After languishing just below the $1,200 level in recent weeks, gold is off to more than a running start this week. The yellow metal was at $1,233.10 as of 10:20 a.m. EST on Tuesday, and was still sitting around $1,232 three hours later.
According to Reuters, the 2-percent price spike was encouraged late Monday when Dennis Lockhart of the Atlanta Federal Reserve suggested he won't push to drop interest rates any time soon. That move sent the dollar sliding, making gold stocks more appealing to investors.
Explaining what else may have driven the price spike, Mitsubishi analyst Jonathan Butler told the publication, "[i]t's a combination of dollar weakness and a breakthrough of the 1,200 and 1,208 levels in quick succession."
Not crying wolf this time?
When gold initially rose slightly above the $1,200 level on Monday, some analysts were understandably hesitant given the metal's performance as of late. Eli Tesfaye, senior market strategist at RJO Futures, told CNBC, "[t]his is all technical buying ... $1,200 is the line in the sand right now. Every time the market gets close to $1,200, you get a little bit of buying interest."
He was not alone in expressing that sentiment. Gary Wagner of TheGoldForecast.com told MarketWatch, "we have been seeing gold swing in a range for a while. Without seriously new fundamental info, we don't see that changing a whole lot."

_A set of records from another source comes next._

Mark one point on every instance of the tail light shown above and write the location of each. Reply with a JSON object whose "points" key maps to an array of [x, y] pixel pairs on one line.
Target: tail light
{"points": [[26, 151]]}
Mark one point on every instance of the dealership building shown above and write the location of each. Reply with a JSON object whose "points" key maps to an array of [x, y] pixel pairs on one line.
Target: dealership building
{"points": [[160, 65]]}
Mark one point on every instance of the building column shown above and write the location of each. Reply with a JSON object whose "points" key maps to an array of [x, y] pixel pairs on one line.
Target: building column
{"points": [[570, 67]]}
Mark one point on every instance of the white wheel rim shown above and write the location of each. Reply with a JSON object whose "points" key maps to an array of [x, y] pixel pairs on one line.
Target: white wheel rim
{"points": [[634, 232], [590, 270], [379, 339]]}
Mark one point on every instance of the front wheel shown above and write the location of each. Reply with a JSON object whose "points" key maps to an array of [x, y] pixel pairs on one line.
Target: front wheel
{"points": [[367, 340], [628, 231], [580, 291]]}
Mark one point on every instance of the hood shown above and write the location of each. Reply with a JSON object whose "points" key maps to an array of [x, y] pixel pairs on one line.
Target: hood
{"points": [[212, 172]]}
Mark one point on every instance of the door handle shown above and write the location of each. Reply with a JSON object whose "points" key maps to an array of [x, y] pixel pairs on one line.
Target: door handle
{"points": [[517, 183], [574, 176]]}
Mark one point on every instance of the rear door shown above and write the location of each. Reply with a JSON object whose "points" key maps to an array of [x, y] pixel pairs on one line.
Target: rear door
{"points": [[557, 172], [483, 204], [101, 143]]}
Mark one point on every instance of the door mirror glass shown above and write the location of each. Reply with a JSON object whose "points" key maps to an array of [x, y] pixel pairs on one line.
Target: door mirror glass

However, the gold price went on to take a massive jump on Tuesday, and as Bloomberg notes, the yellow metal could be helped further by falling global equities and signs that some of the world's central banks may look at increasing money supplies.

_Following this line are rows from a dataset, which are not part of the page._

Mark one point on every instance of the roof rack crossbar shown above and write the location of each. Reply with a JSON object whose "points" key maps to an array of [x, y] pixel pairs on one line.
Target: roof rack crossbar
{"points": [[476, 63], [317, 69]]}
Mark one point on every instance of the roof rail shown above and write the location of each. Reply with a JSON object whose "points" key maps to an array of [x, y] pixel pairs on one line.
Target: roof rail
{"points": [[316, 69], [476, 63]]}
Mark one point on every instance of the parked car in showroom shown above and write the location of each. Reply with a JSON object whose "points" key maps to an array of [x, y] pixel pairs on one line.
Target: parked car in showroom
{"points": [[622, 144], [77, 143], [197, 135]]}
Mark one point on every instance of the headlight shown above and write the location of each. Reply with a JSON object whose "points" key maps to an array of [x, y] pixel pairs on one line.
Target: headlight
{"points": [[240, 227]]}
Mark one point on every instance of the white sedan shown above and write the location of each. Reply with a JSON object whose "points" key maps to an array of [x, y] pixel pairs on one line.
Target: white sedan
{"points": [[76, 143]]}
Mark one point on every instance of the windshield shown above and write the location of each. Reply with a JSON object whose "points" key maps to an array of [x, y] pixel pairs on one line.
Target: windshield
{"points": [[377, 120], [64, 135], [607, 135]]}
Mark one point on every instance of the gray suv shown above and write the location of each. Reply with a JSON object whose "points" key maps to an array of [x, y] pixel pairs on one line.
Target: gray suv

James Cordier, founder of Optionsellers.com, stressed that while gold investors have fretted over the US increasing interest rates, it's also important to consider what the rest of the world's economies are up to. He told Bloomberg, "[s]timulus from every corner of the global economy is now entrenched, and that's bullish for precious metals. This is a change of sentiment in a huge way."
On Monday, US and European stocks recorded losses, while the TSX dropped over 300 points and the TSX Venture Exchange recorded its worst close ever. Those losses continued today, and while that isn't good news for the market overall, wider share price declines have had a positive effect on gold.
"There are equity market concerns and an increase in the flight away from risky assets to quality. Gold seems to be benefiting from that more than anything else," HSBC Securities analyst James Steel told Reuters.
In any case, gold bugs will no doubt be pleased with Tuesday's gains, and will be watching closely to see whether the gold price holds onto its advances.